The first step is that the person with dementia will have to be formally assessed, this is called a needs assessment. The next phase is called the service coordination and this is discussed in more detail later.
Assessments are done by your local Needs Assessment Service Coordination service (NASC). Your local NASC organisation might operate under a different name such as Support Works or Community Supports.
You may already have had contact with this service in organising support in your home or respite care. You can contact this service directly, or your GP or someone from your local organisation can refer you.
If the person with dementia is in hospital, staff there will arrange the assessment. If a person has specific care needs relating to their dementia, a specialist (such as a Psychiatrist of Old Age or Geriatrician) may be involved in the assessment process.
A needs assessment ensures a person with dementia:
- is informed of support services that would help them to stay in their own home (such as home care, district nurses)
- has access to specialist medical advice or rehabilitation that may improve their health so they can remain at home
- has help with making decisions around care and residential care
- is informed of the needs assessment and the financial means assessment criteria for access to public funding for residential care.
The assessor visits a person and their family at home or hospital and works out how much support the person with dementia needs.
Service coordination is the next step in the process, where the support services that are identified are coordinated and put in place for the person with dementia.
With the permission of the person being assessed, where possible, the service coordinator uses the information from the assessment to explore all options that might be helpful. They then help coordinate these services.
As part of this, the person with dementia and the people who care for them will be asked what solutions they think will help them. In many instances, and certainly in the earlier days of living with dementia, these solutions will include increasing or changing services or support received at home.
This can include a mix of publicly funded services and user-pays services, as well as increasing or organising help from family/whānau and friends. If residential care is recommended, the service coordinator will let you know what level of care the assessment shows is appropriate for the person concerned (there are four different levels of residential care available).
They will also help you prioritise what’s important, discuss available options, and provide a list of residential facilities for your consideration. Just because the person has been assessed as eligible for a particular level of care does not mean they must go into care. It may be that with extra support that can be provided the person’s entry to residential care is delayed.
Types of residential care facilities
If the needs of the person with dementia mean they can’t be supported to live at home, you will be advised which type of residential care facility will give them the care they need.
There are four types:
- Rest homes
- Dementia units
- Long-term care hospitals
- Specialist long-term care (psychogeriatric) hospitals.

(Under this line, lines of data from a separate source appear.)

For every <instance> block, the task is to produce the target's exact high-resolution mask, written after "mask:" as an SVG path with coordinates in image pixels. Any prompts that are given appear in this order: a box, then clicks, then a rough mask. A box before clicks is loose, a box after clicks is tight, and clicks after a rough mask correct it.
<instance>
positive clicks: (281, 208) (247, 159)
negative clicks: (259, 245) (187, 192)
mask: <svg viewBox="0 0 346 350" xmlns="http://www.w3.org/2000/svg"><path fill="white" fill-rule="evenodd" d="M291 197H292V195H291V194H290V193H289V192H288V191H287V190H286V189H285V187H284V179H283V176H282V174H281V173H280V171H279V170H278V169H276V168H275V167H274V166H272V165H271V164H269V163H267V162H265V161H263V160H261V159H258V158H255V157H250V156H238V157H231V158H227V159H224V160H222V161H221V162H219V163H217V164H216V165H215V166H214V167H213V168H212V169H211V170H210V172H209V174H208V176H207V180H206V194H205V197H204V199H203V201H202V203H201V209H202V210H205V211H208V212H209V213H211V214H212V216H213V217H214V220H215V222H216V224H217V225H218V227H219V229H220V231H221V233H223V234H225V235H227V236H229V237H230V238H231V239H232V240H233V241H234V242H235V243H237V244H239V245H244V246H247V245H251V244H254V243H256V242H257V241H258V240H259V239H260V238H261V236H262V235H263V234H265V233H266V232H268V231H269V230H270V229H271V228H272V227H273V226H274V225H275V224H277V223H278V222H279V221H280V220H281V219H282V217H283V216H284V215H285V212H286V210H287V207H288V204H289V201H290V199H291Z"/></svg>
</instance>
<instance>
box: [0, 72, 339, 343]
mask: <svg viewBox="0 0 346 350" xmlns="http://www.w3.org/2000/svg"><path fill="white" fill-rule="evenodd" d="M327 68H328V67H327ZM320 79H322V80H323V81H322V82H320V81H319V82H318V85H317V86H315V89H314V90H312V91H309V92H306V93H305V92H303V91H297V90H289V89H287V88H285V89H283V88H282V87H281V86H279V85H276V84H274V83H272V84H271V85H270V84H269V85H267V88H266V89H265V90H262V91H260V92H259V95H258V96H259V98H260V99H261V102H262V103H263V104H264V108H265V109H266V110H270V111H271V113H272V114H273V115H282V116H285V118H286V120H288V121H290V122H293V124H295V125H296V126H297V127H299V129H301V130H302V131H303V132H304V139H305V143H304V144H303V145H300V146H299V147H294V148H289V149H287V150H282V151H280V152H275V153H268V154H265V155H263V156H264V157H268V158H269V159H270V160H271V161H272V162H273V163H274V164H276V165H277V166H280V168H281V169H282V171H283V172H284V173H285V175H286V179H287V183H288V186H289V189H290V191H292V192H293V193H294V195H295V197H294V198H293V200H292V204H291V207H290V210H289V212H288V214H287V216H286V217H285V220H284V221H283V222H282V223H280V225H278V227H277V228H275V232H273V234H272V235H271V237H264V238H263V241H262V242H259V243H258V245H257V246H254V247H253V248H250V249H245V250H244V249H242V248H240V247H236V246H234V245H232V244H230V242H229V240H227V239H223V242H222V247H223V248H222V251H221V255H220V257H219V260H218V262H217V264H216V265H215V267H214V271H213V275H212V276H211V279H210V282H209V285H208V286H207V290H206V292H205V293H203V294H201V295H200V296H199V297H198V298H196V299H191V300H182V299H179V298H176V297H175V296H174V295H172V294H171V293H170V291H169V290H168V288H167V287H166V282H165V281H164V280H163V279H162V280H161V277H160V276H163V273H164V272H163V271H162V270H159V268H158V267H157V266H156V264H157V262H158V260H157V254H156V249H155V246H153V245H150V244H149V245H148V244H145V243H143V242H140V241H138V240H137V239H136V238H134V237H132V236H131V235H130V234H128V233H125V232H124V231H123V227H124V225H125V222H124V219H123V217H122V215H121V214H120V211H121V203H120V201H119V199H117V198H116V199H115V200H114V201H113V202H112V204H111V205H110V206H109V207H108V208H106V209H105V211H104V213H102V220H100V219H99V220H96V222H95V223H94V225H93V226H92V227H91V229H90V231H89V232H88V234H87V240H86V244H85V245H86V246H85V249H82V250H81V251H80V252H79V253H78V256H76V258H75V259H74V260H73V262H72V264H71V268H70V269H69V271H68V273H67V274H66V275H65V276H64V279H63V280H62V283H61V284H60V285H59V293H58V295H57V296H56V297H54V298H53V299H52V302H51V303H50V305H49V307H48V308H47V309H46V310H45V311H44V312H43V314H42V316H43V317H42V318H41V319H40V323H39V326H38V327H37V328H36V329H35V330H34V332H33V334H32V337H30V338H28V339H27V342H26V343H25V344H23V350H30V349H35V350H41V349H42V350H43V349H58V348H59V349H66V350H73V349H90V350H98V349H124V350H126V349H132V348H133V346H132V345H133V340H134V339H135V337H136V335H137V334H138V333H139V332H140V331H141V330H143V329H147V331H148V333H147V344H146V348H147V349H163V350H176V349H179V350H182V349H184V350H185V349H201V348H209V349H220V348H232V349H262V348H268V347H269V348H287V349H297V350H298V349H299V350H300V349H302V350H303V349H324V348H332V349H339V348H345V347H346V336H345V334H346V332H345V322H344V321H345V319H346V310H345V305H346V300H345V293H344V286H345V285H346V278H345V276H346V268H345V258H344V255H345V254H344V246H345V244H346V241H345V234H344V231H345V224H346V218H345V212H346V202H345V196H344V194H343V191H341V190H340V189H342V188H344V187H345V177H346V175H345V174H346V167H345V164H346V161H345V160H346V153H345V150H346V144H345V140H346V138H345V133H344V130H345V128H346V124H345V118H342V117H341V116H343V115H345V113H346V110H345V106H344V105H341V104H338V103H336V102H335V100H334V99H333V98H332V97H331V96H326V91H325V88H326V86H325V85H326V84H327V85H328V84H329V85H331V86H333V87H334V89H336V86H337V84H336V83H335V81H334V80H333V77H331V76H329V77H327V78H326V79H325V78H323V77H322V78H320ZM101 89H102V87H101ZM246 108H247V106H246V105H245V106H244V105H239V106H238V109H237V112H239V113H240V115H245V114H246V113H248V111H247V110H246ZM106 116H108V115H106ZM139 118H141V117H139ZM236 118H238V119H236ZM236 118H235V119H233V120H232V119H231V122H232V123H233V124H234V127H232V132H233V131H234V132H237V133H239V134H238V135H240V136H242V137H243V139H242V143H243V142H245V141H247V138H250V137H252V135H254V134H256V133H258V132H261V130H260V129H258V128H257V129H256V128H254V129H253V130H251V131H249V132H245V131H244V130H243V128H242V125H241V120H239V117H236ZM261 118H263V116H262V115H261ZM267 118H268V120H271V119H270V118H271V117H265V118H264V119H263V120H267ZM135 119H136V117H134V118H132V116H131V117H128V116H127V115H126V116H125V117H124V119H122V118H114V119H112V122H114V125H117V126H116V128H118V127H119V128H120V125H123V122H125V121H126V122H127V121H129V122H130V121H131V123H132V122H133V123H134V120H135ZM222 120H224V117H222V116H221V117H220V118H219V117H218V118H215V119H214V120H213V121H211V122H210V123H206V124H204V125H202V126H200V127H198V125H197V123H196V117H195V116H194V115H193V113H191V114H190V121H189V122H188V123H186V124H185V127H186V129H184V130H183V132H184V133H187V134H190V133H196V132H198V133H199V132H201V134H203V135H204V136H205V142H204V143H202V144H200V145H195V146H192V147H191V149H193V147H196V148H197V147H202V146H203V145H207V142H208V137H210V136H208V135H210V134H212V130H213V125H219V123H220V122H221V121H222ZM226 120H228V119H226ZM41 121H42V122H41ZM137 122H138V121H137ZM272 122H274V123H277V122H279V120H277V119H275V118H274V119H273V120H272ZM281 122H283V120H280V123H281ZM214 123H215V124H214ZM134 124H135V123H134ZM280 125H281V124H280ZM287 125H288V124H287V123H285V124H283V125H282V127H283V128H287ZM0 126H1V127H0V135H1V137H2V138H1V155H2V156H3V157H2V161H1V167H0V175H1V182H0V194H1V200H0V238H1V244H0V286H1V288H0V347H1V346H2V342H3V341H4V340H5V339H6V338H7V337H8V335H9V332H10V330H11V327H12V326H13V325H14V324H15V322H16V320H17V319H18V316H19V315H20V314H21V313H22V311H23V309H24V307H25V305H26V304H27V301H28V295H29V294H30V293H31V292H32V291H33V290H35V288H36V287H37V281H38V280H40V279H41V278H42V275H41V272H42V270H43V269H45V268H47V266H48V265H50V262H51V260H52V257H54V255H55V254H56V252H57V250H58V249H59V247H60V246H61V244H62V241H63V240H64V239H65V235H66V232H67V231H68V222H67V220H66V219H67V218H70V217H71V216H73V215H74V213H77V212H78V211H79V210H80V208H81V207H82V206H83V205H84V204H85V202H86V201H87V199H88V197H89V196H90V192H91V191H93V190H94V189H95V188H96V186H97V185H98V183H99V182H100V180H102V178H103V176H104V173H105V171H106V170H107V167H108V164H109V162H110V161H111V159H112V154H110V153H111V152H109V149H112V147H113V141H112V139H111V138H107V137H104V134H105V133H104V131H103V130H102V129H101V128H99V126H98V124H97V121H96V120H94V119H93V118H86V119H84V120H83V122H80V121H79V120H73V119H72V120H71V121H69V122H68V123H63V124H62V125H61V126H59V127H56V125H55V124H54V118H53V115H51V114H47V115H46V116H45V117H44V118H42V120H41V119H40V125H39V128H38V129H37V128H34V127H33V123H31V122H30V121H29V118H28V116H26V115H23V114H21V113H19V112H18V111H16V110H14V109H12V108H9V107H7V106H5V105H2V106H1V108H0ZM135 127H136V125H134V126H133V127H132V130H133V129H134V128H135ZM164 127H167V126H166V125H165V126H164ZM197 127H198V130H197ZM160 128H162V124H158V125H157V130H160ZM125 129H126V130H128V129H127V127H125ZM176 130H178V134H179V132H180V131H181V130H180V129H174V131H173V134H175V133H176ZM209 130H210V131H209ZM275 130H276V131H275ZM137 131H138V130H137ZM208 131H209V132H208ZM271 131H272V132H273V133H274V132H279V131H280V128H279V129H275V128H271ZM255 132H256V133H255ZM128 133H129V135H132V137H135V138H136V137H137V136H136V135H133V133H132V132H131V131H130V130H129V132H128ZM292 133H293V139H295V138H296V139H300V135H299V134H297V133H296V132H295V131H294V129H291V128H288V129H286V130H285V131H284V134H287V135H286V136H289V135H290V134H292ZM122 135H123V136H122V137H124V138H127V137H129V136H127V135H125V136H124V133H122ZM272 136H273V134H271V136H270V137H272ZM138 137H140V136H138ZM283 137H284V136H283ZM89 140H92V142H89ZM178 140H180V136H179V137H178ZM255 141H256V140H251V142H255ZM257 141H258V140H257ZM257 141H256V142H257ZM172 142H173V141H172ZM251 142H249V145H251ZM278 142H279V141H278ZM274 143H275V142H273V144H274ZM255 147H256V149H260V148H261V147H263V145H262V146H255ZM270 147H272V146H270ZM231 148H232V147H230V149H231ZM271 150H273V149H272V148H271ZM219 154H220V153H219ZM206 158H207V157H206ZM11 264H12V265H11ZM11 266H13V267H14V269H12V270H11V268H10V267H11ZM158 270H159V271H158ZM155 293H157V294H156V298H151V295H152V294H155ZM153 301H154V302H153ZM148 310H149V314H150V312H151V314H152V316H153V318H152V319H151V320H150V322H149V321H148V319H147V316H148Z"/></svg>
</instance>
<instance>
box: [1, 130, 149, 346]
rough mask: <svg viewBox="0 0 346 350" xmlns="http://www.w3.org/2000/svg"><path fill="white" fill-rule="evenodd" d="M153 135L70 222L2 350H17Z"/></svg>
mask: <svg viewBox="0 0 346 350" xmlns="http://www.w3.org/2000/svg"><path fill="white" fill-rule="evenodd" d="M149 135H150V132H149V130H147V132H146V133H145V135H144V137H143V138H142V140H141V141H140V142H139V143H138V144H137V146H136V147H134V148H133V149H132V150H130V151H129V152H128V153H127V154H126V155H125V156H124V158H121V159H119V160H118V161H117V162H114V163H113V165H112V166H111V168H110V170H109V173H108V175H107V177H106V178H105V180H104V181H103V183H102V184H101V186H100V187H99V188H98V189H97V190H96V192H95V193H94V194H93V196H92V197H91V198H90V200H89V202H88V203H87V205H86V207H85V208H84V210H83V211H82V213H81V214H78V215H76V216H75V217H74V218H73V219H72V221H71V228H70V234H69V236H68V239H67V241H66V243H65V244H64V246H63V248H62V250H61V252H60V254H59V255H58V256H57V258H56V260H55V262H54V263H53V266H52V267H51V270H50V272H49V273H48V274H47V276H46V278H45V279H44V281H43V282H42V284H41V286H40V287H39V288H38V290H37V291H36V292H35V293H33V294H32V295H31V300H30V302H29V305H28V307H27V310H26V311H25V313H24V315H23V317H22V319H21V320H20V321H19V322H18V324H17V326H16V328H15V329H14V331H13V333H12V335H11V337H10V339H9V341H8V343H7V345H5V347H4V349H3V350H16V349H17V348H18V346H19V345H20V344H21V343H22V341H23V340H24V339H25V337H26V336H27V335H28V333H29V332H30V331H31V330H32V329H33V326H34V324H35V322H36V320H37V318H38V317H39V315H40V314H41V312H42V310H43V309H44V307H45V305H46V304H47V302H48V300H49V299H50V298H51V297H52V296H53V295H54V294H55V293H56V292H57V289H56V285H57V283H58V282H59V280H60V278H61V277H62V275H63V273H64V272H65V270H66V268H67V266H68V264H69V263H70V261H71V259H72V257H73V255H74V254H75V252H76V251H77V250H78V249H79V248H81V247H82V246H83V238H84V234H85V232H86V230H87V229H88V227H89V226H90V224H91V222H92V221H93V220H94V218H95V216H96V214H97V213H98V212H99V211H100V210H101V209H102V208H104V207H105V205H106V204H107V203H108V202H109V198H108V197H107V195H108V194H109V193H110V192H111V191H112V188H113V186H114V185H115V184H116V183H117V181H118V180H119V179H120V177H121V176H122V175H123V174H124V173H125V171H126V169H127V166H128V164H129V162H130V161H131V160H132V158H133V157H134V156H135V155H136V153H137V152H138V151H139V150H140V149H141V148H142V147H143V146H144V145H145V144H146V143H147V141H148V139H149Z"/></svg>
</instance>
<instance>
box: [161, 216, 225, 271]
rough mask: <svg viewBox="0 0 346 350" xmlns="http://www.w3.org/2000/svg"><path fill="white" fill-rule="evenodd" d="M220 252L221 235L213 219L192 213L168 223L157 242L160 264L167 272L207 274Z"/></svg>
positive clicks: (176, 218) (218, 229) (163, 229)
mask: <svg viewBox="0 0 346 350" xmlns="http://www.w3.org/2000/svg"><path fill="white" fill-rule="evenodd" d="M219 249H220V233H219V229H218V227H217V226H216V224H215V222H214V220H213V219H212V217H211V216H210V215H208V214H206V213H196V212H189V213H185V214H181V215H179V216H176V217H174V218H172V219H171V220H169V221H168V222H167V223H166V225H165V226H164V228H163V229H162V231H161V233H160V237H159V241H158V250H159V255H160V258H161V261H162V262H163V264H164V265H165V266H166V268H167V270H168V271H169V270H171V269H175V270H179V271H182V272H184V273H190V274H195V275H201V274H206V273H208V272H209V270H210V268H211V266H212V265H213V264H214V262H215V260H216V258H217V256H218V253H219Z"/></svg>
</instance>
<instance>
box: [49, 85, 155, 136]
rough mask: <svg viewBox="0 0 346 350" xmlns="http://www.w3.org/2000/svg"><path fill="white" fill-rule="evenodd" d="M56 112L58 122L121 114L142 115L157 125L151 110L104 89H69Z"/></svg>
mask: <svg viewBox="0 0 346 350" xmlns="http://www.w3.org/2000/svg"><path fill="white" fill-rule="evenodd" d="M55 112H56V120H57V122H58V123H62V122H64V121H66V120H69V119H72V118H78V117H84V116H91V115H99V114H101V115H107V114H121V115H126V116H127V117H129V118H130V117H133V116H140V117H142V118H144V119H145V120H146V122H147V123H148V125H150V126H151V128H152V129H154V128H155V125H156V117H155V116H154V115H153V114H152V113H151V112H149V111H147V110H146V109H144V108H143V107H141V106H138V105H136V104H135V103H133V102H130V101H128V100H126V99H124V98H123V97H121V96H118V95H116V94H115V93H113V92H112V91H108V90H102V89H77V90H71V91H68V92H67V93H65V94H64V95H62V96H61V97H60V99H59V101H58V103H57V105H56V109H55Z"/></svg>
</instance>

A person with dementia might move into any one of these types of residential care facility, depending on their individual needs and how much care they need.
When the person’s condition and their needs change, they will be reassessed. The assessment may show that they now need a different level of care. If this is the case the person with dementia may need to be moved to a different facility as not all facilities offer all four levels of care.
Younger people with dementia
Because there are fewer people aged under 65 with dementia, it can be very hard to find a suitable residential care facility for someone who developed dementia at a younger age.
While some people will be happy in a rest home or hospital where most residents are a lot older, others may feel out of place and the activities on offer may be unsuitable.
Arranging care for younger people living with dementia often means you will need to compromise in some ways because you are likely to have fewer choices. Perhaps the rest home or hospital isn’t quite right, but is near enough for friends and family to visit often. Or perhaps there’s a suitable place but it’s further away.
There is no easy solution to this but it may be helpful, if possible, to organise trial stays before a permanent move to see what works best.
If there’s an activities coordinator at the rest home, they may be able to arrange activities suited to the younger person living with dementia, so try to find out how the facility plans an individual’s care.